Berdasarkan beberapa pengertian yang dikemukan ahli tersebut secara
keseluruhan hampir sama. Luxemburg (1989) menyatakan bahwa teks ialah
ungkapan bahasa yang menurut isi, sintaksis, dan pragmatik merupakan satu
kesatuan. Teks dalam hal ini tidak hanya dipandang dari sisi tata bahasa yang
sifatnya tertulis atau unsur-unsur kebahasan yang dituliskan, lebih dari itu, suatu
teks juga dilihat dari segi maksud dan makna yang diujarankan.
• Teks memiliki kesatuan dan kepaduan antara isi yang ingin
disampaikan dengan bentuk ujaran, dan situasi kondisi yang ada.
Dengan kata lain, bahwa teks itu berupa ungkapan berupa bahasa
yang di dalamnya terdiri dari satu kesatuan antar isi, bentuk, dan
situasi kondisi penggunaannya.

• Kridalaksana (2011:238) dalam Kamus Linguistiknya menyatakan


bahwa teks adalah (1) satuan bahasa terlengkap yang bersifat
abstrak, (2) deretan kalimat, kata, dan sebagainya yang membentuk
ujaran, (3) ujaran yang dihasilkan dalam interaksi manusia.

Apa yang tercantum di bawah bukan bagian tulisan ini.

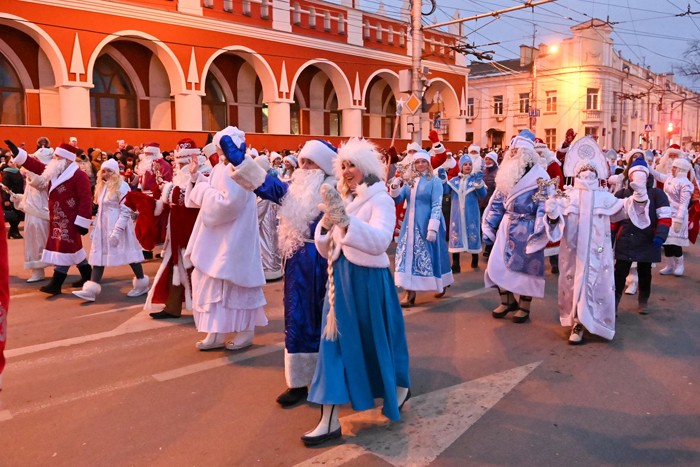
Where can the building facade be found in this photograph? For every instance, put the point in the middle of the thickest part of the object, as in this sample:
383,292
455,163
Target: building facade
281,70
584,84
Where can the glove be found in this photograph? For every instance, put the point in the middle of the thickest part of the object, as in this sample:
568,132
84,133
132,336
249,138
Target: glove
233,153
552,208
334,203
114,240
12,147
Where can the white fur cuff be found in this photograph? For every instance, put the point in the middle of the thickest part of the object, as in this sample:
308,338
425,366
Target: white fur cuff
434,225
249,175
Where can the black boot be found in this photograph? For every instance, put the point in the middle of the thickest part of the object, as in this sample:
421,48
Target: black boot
293,396
85,272
54,287
456,268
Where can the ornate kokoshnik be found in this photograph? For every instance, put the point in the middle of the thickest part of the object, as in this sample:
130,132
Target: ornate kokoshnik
545,187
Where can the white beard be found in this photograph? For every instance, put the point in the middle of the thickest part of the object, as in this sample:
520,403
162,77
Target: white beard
55,168
299,209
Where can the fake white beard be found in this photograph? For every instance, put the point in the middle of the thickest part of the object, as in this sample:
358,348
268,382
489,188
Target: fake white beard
299,209
55,168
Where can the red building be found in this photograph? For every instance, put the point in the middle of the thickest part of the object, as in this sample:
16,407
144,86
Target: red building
281,70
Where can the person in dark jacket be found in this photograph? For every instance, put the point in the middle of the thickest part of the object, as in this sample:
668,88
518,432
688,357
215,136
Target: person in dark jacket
14,181
640,245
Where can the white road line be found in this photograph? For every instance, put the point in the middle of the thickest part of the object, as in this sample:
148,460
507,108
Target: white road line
219,362
431,423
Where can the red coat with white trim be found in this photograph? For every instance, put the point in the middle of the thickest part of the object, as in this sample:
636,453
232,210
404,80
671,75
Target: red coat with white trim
70,207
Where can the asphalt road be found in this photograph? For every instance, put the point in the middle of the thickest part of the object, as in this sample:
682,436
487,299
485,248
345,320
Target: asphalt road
102,384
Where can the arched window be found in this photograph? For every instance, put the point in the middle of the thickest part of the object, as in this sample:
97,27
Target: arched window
214,108
113,101
11,95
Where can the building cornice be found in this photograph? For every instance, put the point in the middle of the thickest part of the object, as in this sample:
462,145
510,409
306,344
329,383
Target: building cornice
231,28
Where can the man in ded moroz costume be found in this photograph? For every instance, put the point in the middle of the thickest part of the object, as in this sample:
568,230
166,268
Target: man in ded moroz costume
70,212
514,224
305,270
171,286
224,249
582,219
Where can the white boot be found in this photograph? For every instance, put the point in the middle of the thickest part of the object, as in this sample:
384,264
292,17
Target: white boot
214,340
89,292
632,281
140,287
680,267
670,266
242,340
328,427
37,275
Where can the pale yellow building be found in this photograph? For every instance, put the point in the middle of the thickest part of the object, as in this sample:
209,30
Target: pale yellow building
581,83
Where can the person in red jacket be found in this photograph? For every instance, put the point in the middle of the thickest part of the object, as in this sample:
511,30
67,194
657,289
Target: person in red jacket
70,212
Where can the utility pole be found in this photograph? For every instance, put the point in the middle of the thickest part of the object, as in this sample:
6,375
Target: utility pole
417,77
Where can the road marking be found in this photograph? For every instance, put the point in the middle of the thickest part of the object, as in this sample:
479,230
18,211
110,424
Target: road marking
431,423
137,323
219,362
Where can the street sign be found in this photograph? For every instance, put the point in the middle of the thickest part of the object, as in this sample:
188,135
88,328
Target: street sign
413,103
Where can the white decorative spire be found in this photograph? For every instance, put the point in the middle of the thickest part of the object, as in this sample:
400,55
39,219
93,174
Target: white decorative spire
284,86
76,61
357,95
192,75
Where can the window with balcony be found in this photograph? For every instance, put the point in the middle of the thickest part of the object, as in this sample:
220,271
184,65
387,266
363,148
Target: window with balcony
524,102
550,138
551,105
498,105
592,98
11,95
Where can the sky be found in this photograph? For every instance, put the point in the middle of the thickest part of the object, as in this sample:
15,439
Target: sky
647,31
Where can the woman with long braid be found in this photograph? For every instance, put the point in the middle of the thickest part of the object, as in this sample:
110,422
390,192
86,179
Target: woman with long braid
363,353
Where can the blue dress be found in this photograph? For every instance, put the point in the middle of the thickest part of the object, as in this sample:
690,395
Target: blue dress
465,216
370,357
422,265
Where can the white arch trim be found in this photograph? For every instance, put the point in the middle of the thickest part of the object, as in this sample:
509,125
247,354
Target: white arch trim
170,62
393,83
340,82
259,64
17,65
128,69
47,44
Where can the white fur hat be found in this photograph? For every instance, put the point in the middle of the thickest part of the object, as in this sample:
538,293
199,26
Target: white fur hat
110,164
321,153
413,147
363,155
236,135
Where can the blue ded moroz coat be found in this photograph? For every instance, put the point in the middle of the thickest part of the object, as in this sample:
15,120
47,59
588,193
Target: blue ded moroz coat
465,216
420,264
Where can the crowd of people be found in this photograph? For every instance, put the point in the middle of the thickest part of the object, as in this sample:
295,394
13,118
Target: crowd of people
226,218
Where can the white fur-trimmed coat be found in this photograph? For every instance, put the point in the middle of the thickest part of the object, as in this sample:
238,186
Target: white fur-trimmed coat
224,243
372,220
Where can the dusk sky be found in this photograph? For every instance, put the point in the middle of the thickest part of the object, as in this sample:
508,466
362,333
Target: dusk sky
647,31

Dilihat
dari tiga pengertian teks yang dikemukakan dalam Kamus Linguistik
tersebut dapat dikatakan bahwa teks adalah satuan bahasa yang bisa
berupa bahasa tulis dan bisa juga berupa bahasa lisan yang
dahasilkan dari interaksi atau komunikasi manusia.
 Bertolak belakang dengan dua ancangan terhadap wacana yang memulai
pada filosofi (teori tindak tutur,pragmatic), analisis ancangan terhadap
wacana yang memulai pada antropologi,dan linguistic semuanya mulai
dengan focus pada tuturan-tuturan. Ancangan ini memberikan konsep dan
metode yang lebih eksplisit dengan cara menggabungkan dengan apa yang
disebut dalam teks menuju konteks.

 Etnografi berpendapat bahwa bahasa adalah system yang teralokasi kuat


dalam sisitem kepercayaan dan pemahaman kebudayaan yang bekerja sama
untuk menentukan perstiwa yang bersifat komunikasi dan komunikasi itu
sendiri. Akhirnya, seperti yang telah kami ketahui sebelmnya, analisis
percakapan dan analisis variasi memasukkan teks sebagai bentuk konteks.

 Dengan adanya konteks, maka munculah sebuah wacana yang terdiri dari
teks-teks. Hal tersebut dikarenakan makna yang terealisasi di dalam teks
merupakan hasil interaksi pemakai bahassa dengan konteksnya, sehingga
konteks merupakan wahana terbentuknya teks.